NEW DELHI: The effect of coronavirus is expected to have a differential impact on the commercial real estate (CRE) sector in India. ICRA believes that the impact on office space real estate players will be marginal.
Some of the states have already enforced closure of offices while many others have strongly advised the same; however, in contrast to the retail players, the revenue impact for office space tenants due to closure of office spaces is expected to be limited.
Furthermore, rental expenses form comparatively smaller proportion of the total cost structure of office space tenants. The rental expenses typically form 1-2.5% of revenues of the office space tenants. Better technological support has enabled large number of office tenants to provide work-from-home facilities to employees and hence operational disruption is expected to be limited.
Nevertheless, the rating agency believes that new leasing discussions are getting significantly impacted and the situation is likely to continue in Q1 FY2021. Therefore, the ramp-up of leasing for sub-optimally occupied and recently completed properties will get delayed. In case of an extended shutdown or subdued economic activity, the properties with weak counterparties may experience delays in rental receipts.
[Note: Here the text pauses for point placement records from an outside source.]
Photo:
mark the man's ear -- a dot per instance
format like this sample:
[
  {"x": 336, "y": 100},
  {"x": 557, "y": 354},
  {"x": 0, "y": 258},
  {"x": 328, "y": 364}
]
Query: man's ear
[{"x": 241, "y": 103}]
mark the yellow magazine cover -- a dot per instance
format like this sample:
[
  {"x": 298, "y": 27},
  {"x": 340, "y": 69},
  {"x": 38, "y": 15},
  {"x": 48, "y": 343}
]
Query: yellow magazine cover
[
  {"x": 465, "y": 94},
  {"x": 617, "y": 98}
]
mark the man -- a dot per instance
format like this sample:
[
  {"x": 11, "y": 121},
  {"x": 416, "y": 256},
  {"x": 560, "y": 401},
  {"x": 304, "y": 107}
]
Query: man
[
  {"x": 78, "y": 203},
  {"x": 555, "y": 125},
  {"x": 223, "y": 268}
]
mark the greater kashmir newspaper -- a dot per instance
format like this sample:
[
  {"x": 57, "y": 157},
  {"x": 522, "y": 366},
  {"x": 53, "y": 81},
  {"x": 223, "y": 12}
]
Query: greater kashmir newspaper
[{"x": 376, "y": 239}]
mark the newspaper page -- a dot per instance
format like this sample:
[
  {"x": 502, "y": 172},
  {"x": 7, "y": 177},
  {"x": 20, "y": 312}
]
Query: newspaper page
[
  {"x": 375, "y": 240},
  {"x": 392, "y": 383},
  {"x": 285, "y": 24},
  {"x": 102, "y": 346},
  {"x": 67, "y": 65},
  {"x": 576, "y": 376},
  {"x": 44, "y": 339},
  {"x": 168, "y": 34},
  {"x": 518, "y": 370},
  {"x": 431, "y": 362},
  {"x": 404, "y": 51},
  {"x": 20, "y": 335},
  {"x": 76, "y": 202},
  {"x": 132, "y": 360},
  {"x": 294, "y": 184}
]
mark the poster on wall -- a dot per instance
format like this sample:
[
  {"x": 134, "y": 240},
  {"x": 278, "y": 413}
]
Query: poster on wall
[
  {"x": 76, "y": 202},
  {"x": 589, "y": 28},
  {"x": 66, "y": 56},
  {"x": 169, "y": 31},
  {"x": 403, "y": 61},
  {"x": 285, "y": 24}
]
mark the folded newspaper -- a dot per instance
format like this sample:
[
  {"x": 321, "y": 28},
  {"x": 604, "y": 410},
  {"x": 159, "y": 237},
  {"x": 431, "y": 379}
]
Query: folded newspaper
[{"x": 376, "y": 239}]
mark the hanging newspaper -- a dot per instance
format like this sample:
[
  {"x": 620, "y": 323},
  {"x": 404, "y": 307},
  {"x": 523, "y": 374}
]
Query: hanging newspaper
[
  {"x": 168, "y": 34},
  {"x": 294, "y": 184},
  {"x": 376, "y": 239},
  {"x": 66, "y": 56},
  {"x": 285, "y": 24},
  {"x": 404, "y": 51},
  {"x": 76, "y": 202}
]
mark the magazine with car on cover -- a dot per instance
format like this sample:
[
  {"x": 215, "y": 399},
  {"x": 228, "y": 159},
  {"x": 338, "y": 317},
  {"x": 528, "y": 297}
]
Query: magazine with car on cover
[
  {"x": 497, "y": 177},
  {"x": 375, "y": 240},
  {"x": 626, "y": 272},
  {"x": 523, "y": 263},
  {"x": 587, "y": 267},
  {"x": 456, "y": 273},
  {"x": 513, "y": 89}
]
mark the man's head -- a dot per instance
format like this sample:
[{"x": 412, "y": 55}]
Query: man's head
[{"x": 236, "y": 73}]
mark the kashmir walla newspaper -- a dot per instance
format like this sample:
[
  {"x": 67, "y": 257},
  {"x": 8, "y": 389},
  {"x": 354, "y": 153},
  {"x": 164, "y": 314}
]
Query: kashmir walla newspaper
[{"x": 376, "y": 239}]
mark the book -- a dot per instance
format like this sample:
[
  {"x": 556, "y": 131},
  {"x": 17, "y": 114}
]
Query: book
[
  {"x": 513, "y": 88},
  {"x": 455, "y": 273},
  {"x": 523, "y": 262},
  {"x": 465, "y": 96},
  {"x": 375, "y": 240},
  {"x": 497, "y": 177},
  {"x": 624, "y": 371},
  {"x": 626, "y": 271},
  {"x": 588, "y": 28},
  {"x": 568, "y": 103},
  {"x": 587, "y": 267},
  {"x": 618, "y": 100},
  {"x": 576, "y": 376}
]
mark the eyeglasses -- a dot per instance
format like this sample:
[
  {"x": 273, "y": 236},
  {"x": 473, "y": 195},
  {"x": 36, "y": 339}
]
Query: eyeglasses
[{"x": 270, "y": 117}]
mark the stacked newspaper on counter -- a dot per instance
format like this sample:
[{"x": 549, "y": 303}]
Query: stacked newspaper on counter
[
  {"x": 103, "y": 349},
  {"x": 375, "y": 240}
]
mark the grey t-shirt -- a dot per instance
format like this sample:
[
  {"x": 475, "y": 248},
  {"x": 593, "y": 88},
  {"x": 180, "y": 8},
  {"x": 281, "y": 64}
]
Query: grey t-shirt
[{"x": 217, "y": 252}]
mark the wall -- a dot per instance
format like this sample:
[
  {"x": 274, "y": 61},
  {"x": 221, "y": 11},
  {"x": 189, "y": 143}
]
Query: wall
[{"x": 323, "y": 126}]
Additionally, operational difficulties and administrative issues like curtailed movements, impacted bank operations, unavailability of signing authorities may also delay the rental receipts. Hence, ICRA believes that even though the probability of loss revenue is low for office space players, the presence of liquidity buffers will remain critical to sail through the possible cash flow mismatches.
Further, there could be re-evaluation of long-term office space planning by companies to tackle such exigencies in future.
“Notwithstanding the short-term disruption, we believe that the commercial real estate sector will continue to attract adequate interest from investors and tenants alike in the medium to long term. ICRA, at present, does not foresee any structural change in the office space segment due to the ongoingCOVID-19induced crisis,” said Anand Kulkarni, assistant vice president and associate head (Corporate Ratings), ICRA.
The co-working spaces segment is likely to experience comparatively higher impact as the tenants typically are start-ups or smaller and financially weaker entities. These tenants would prefer to negotiate on the rental payments as the share of rental expenses is typically higher for them than a normal office space.
Due to the ongoing crisis, the agreements between the co-working space operators and tenants may also undergo changes, thus shortening the tenures or seeking more flexibility. Probability of delays in rental receipts in co-working spaces might be higher over the next few months, considering weak counterparties.
Structurally, the co-working space operators might face challenges going forward in case a sizeable number of target clients get habitual to the work-for-home set-ups and hence the overall demand decelerates. Possible changes in lease agreements like preference for extremely short-term agreements (ranging in few days) as against the current practise of monthly or quarterly agreements may also force the co-working spaces to re-strategise their operations.